Re: Making autovacuum logs indicate if insert-based threshold was the triggering condition

From: Peter Geoghegan <pg(at)bowt(dot)ie>
To: Justin Pryzby <pryzby(at)telsasoft(dot)com>
Cc: PostgreSQL Hackers <pgsql-hackers(at)lists(dot)postgresql(dot)org>
Subject: Re: Making autovacuum logs indicate if insert-based threshold was the triggering condition
Date: 2022-08-06 22:41:57
Message-ID: CAH2-Wzkr+EhpQUD4G7bX1=V1CEjVNWOUXWO23EBF8KOHEcKQ=Q@mail.gmail.com
Views: Raw Message | Whole Thread | Download mbox | Resend email
Thread:
Lists: pgsql-hackers

On Sat, Aug 6, 2022 at 2:50 PM Justin Pryzby <pryzby(at)telsasoft(dot)com> wrote:
> This sounded familiar, and it seems like I anticipated that it might be an
> issue. Here, I was advocating for the new insert-based GUCs to default to -1,
> to have insert-based autovacuum fall back to the thresholds specified by the
> pre-existing GUCs (20% + 50), which would (in my proposal) remain be the normal
> way to tune any type of vacuum.
>
> https://www.postgresql.org/message-id/20200317233218.GD26184@telsasoft.com
>
> I haven't heard of anyone who had trouble setting the necessary GUC, but I'm
> not surprised if most postgres installations are running versions before 13.

ISTM that having insert-based triggering conditions is definitely a
good idea, but what we have right now still has problems.

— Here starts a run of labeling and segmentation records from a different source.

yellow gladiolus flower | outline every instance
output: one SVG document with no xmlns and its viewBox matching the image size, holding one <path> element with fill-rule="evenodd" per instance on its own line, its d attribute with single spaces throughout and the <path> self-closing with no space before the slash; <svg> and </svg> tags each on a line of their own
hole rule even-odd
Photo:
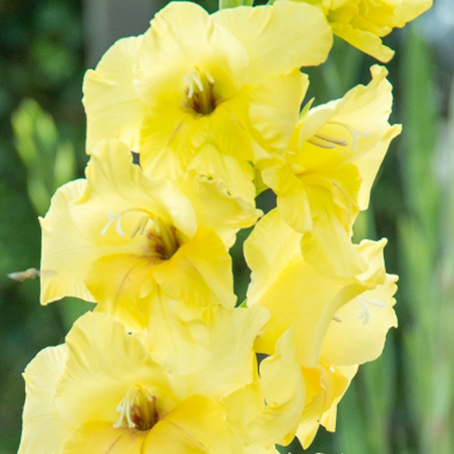
<svg viewBox="0 0 454 454">
<path fill-rule="evenodd" d="M 368 265 L 366 271 L 335 278 L 305 262 L 301 236 L 273 210 L 245 242 L 245 255 L 252 271 L 248 305 L 264 306 L 271 314 L 256 341 L 257 350 L 272 353 L 281 333 L 295 330 L 306 390 L 297 436 L 306 448 L 321 423 L 335 429 L 337 405 L 358 365 L 380 355 L 387 331 L 397 326 L 397 276 L 385 269 L 385 240 L 355 247 Z"/>
<path fill-rule="evenodd" d="M 306 400 L 296 436 L 305 449 L 312 443 L 321 424 L 330 432 L 335 431 L 337 404 L 357 370 L 357 366 L 320 362 L 316 367 L 302 368 Z"/>
<path fill-rule="evenodd" d="M 96 301 L 133 328 L 148 326 L 146 297 L 157 293 L 233 308 L 227 245 L 260 212 L 212 182 L 183 178 L 187 196 L 149 180 L 117 141 L 94 149 L 86 175 L 59 190 L 41 220 L 42 304 L 66 296 Z"/>
<path fill-rule="evenodd" d="M 432 0 L 295 0 L 318 6 L 333 32 L 386 63 L 394 51 L 380 38 L 403 27 L 432 7 Z"/>
<path fill-rule="evenodd" d="M 42 351 L 25 370 L 19 454 L 253 452 L 250 447 L 257 434 L 265 433 L 268 425 L 274 427 L 274 420 L 286 419 L 286 398 L 292 414 L 302 409 L 301 374 L 293 374 L 292 368 L 296 354 L 287 348 L 289 336 L 283 337 L 282 348 L 278 345 L 276 355 L 261 365 L 259 379 L 252 344 L 266 321 L 266 310 L 227 312 L 218 307 L 207 312 L 212 326 L 201 321 L 181 324 L 179 333 L 173 332 L 177 343 L 183 340 L 178 334 L 185 336 L 191 352 L 188 358 L 172 360 L 186 362 L 182 373 L 157 362 L 147 349 L 144 339 L 155 336 L 151 331 L 131 335 L 107 314 L 81 317 L 65 344 Z M 178 316 L 168 315 L 175 326 Z M 291 400 L 279 386 L 289 371 Z M 226 402 L 251 386 L 260 395 L 261 410 L 257 411 L 256 402 L 242 402 L 244 414 L 256 417 L 249 430 L 240 433 L 238 408 Z M 276 424 L 279 430 L 274 429 L 274 437 L 268 434 L 258 445 L 263 450 L 253 452 L 272 452 L 268 445 L 280 441 L 281 425 Z"/>
<path fill-rule="evenodd" d="M 193 168 L 250 201 L 249 162 L 282 153 L 306 84 L 299 68 L 322 63 L 332 39 L 310 5 L 282 1 L 210 16 L 172 2 L 144 35 L 118 41 L 87 72 L 87 148 L 118 139 L 140 152 L 149 176 Z"/>
<path fill-rule="evenodd" d="M 400 125 L 390 126 L 392 87 L 381 66 L 341 99 L 303 111 L 286 162 L 265 168 L 282 217 L 303 234 L 305 259 L 320 272 L 354 276 L 366 264 L 351 243 L 353 223 L 369 204 L 374 179 Z"/>
</svg>

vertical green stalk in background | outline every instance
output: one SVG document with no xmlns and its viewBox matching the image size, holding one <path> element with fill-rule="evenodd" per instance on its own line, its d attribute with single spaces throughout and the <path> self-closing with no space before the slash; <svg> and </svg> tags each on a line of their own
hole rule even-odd
<svg viewBox="0 0 454 454">
<path fill-rule="evenodd" d="M 452 141 L 437 143 L 443 123 L 437 118 L 429 51 L 413 29 L 410 38 L 401 74 L 401 164 L 409 207 L 399 222 L 401 295 L 409 319 L 403 332 L 402 386 L 419 435 L 411 452 L 449 454 L 454 446 L 454 150 Z M 451 104 L 451 130 L 453 114 Z"/>
</svg>

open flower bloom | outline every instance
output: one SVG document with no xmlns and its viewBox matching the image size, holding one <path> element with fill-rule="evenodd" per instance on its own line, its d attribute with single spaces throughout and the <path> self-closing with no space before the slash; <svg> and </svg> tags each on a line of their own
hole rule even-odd
<svg viewBox="0 0 454 454">
<path fill-rule="evenodd" d="M 301 411 L 304 392 L 288 335 L 257 376 L 252 345 L 267 314 L 257 309 L 207 309 L 214 324 L 198 327 L 200 336 L 188 347 L 193 370 L 181 374 L 155 360 L 142 333 L 128 334 L 109 315 L 85 314 L 65 344 L 42 350 L 25 370 L 19 454 L 246 454 L 256 436 L 266 433 L 268 439 L 259 445 L 263 450 L 255 452 L 273 452 L 269 439 L 281 441 L 279 421 Z M 225 329 L 220 333 L 221 321 Z M 193 334 L 194 326 L 185 328 Z M 182 359 L 187 359 L 173 360 Z M 286 391 L 280 389 L 283 376 L 290 387 Z M 224 403 L 249 387 L 259 396 L 261 411 L 256 401 Z M 250 429 L 241 433 L 239 415 L 252 413 Z M 274 436 L 267 434 L 270 427 Z"/>
<path fill-rule="evenodd" d="M 400 132 L 388 118 L 392 87 L 382 66 L 341 99 L 303 111 L 283 165 L 265 168 L 282 217 L 303 233 L 305 259 L 320 272 L 348 277 L 367 265 L 352 244 L 351 228 L 369 204 L 390 143 Z"/>
<path fill-rule="evenodd" d="M 324 61 L 332 40 L 311 5 L 282 1 L 210 16 L 172 2 L 144 35 L 120 40 L 87 72 L 89 152 L 118 139 L 140 152 L 153 178 L 192 168 L 250 200 L 249 163 L 284 151 L 306 83 L 299 68 Z"/>
<path fill-rule="evenodd" d="M 384 63 L 394 51 L 381 38 L 403 27 L 432 6 L 432 0 L 296 0 L 319 6 L 333 32 Z"/>
<path fill-rule="evenodd" d="M 370 266 L 385 272 L 383 250 L 386 243 L 364 241 Z M 318 363 L 303 368 L 306 403 L 297 436 L 305 448 L 314 439 L 319 424 L 336 430 L 337 404 L 350 385 L 358 365 L 372 361 L 383 351 L 386 335 L 397 326 L 393 308 L 397 276 L 385 274 L 385 280 L 341 307 L 325 336 Z"/>
<path fill-rule="evenodd" d="M 76 296 L 134 328 L 148 326 L 146 297 L 157 293 L 233 308 L 225 243 L 257 210 L 242 211 L 212 182 L 183 178 L 193 204 L 170 182 L 145 177 L 118 141 L 94 149 L 86 176 L 60 188 L 41 220 L 42 304 Z"/>
<path fill-rule="evenodd" d="M 380 355 L 386 333 L 396 326 L 397 276 L 385 269 L 386 240 L 355 247 L 368 264 L 364 273 L 334 278 L 305 262 L 301 236 L 273 210 L 245 242 L 245 255 L 252 271 L 248 305 L 264 306 L 271 314 L 256 341 L 257 351 L 272 353 L 281 333 L 295 329 L 306 390 L 297 435 L 306 447 L 321 422 L 334 429 L 337 403 L 357 365 Z"/>
</svg>

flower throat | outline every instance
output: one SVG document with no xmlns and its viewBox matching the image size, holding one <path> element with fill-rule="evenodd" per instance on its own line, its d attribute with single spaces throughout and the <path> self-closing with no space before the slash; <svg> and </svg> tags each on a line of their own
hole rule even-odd
<svg viewBox="0 0 454 454">
<path fill-rule="evenodd" d="M 197 66 L 183 78 L 188 83 L 186 107 L 202 115 L 211 114 L 216 108 L 216 98 L 213 87 L 214 79 L 207 71 L 201 71 Z"/>
</svg>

It currently
won't work very well unless the user goes out of their way to tune
freezing to do the right thing. Typically we miss out on the
opportunity to freeze early, because without sophisticated
intervention from the user there is only a slim chance of *any*
freezing taking place outside of the inevitable antiwraparound
autovacuum.

> > Note that a VACUUM that is an "automatic vacuum for inserted tuples" cannot
> > [...] also be a "regular" autovacuum/VACUUM
>
> Why not ?

Well, autovacuum.c should have (and/or kind of already has) 3
different triggering conditions. These are mutually exclusive
conditions -- technically autovacuum.c always launches an autovacuum
against a table because exactly 1 of the 3 thresholds were crossed. My
patch makes sure that it always gives exactly one reason why
autovacuum.c decided to VACUUM, so by definition there is only one
relevant piece of information for vacuumlazy.c to report in the log.
That's fairly simple and high level, and presumably something that
users won't have much trouble understanding.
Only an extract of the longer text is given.